The Inclusion of Islamic-Fundamentalist Logic of Rule in Democratic Types of Rule

20. October 2021, 09:00 – 11:30

 From Regime Transformation to Regime Change and “Brotherhoodization” in Turkey. Lecture from the International Teaching Week series

Lecturer: Prof. Can Zeyrek, Philipps, University of Marburg

Abstract: The overwhelming election victories of the populist Justice and Development Party (AKP) in 2002, 2007, 2011, June 2015 and November 2015 in Turkey raised the question of whether or to what extent democratic types of rule are capable of including political Islam (religious fundamentalism) within its structures. President Erdoğan has so far rejected claims that he represents a fundamentalist interpretation of Islam and compares the AKP with European conservative parties like the Christian Democratic Union (CDU) of Germany. Nevertheless, 
state (public realm) and society (private realm) are challenged in Turkey by efforts of ideological, cultural, educational, institutional, societal, and elite transformation -what we may well describe as ‘Brotherhoodization’- and by efforts of transforming the political system at once, both on a grassroots level and through state power. Governance legitimacy and governance persistence is generated through actively vitalizing a collective consciousness of Islamic political identity, using the secular political establishment to legitimize Islam in political-ideological terms (‘democracy against itself’, Jean-François Revel 1993) and utilizing Islam as a political force to delegitimize, transform and change the political regime, i.e., the democratic type of rule.

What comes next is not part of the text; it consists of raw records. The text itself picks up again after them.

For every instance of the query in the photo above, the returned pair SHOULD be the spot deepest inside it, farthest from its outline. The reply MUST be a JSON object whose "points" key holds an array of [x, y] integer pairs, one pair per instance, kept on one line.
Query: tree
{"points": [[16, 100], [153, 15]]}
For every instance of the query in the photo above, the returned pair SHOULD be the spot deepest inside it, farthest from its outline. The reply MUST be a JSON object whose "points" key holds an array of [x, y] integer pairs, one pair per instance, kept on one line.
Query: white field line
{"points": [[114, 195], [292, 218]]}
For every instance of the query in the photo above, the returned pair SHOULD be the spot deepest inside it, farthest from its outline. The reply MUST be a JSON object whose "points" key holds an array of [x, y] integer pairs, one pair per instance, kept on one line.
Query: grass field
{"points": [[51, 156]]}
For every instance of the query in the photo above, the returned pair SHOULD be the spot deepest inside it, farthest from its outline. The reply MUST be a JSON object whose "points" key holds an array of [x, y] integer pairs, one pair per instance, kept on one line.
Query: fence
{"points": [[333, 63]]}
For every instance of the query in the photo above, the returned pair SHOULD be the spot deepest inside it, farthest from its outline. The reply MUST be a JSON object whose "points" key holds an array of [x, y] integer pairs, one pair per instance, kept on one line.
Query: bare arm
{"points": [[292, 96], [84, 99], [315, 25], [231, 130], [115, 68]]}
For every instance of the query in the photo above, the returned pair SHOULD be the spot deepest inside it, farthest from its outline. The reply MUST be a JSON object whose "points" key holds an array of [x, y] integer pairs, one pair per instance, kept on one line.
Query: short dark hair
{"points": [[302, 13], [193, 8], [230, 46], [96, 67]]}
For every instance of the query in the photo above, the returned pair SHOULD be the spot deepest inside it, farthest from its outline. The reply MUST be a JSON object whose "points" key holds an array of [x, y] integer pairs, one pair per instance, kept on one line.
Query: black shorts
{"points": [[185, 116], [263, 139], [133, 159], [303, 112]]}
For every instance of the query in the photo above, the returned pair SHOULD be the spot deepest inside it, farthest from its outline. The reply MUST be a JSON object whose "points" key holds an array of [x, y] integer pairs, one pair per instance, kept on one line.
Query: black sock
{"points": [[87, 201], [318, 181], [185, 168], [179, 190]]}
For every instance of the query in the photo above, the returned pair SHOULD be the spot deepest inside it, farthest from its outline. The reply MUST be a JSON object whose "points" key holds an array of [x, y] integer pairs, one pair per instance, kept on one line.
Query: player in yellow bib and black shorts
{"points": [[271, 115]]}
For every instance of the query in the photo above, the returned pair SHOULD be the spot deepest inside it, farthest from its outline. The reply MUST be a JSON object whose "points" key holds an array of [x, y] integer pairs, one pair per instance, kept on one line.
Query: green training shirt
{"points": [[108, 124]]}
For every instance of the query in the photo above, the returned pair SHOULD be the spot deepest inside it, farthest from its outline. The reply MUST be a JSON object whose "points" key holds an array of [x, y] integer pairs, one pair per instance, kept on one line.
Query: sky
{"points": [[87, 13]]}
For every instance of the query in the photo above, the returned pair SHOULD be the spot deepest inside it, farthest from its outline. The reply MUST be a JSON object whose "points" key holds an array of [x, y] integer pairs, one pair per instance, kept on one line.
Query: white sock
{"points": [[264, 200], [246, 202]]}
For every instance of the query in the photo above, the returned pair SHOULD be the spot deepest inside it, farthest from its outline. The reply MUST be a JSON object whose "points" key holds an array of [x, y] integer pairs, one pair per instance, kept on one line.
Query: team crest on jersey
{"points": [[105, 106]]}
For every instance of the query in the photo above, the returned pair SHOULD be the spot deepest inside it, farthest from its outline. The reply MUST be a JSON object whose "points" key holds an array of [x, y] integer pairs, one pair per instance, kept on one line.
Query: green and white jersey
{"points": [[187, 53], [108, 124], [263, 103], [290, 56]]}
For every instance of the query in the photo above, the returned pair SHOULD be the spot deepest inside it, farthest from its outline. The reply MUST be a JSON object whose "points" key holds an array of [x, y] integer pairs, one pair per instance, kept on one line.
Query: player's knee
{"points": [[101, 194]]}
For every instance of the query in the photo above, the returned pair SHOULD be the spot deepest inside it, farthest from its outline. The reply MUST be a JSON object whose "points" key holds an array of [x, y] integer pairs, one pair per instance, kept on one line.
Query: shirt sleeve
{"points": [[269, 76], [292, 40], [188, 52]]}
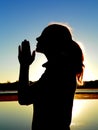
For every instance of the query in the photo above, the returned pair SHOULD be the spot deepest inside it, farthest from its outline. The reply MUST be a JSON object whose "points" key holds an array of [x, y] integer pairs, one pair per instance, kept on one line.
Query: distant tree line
{"points": [[14, 85]]}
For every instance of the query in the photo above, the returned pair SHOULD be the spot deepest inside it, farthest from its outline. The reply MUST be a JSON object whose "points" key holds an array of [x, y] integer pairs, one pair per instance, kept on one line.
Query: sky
{"points": [[25, 19]]}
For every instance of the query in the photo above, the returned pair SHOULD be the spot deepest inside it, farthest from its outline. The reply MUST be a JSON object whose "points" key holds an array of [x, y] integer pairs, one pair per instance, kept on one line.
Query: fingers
{"points": [[33, 55]]}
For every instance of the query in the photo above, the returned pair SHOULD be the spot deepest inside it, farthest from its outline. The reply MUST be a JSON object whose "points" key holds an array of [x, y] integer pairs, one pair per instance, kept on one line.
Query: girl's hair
{"points": [[62, 43]]}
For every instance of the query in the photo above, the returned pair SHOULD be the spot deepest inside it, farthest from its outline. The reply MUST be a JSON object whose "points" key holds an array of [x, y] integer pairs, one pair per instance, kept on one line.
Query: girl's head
{"points": [[56, 41]]}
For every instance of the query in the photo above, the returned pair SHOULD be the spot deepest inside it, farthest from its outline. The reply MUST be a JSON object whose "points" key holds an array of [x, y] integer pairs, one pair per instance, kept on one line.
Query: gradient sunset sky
{"points": [[25, 19]]}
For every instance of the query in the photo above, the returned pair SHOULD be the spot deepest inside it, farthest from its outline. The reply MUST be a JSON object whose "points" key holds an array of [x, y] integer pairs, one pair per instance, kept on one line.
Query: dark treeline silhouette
{"points": [[14, 85]]}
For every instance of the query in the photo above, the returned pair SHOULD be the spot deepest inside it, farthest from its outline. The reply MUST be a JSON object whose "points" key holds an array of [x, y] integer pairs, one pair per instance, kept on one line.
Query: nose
{"points": [[37, 39]]}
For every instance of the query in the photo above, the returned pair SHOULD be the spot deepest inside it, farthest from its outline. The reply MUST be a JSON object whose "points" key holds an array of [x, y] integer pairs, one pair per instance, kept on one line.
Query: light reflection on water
{"points": [[16, 117]]}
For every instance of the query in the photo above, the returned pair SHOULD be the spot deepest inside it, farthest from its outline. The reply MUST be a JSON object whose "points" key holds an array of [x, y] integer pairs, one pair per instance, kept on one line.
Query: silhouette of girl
{"points": [[52, 95]]}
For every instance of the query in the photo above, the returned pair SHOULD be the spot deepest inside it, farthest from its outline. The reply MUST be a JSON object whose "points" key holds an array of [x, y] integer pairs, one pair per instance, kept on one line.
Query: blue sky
{"points": [[25, 19]]}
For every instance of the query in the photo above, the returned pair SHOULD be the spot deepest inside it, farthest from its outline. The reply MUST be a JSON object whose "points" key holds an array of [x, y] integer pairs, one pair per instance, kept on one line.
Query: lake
{"points": [[16, 117]]}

The purpose of this lecture is firstly to recall the main features of Islamic Fundamentalism and its replacement by Neofundamentalism (Olivier Roy 1992). Jumping off from these two concepts and leaning on Max Weber’s three types of legitimate authority, the innovative approach of Modern Neofundamentalism (Zeyrek, 2021) will be conceptualized to reconstruct the impact of political Islam on contemporary contexts. A further aim is to concretely test the compatibility of Islamic-fundamentalist logic of rule with the prerequisites for democratic types of rule.
The main assumption of this approach is that state institutions, the rule of law, and society are challenged by a polymorphous logic of rule, simultaneously featuring the traditional and the charismatic type of authority (Max Weber 1972 [1922]).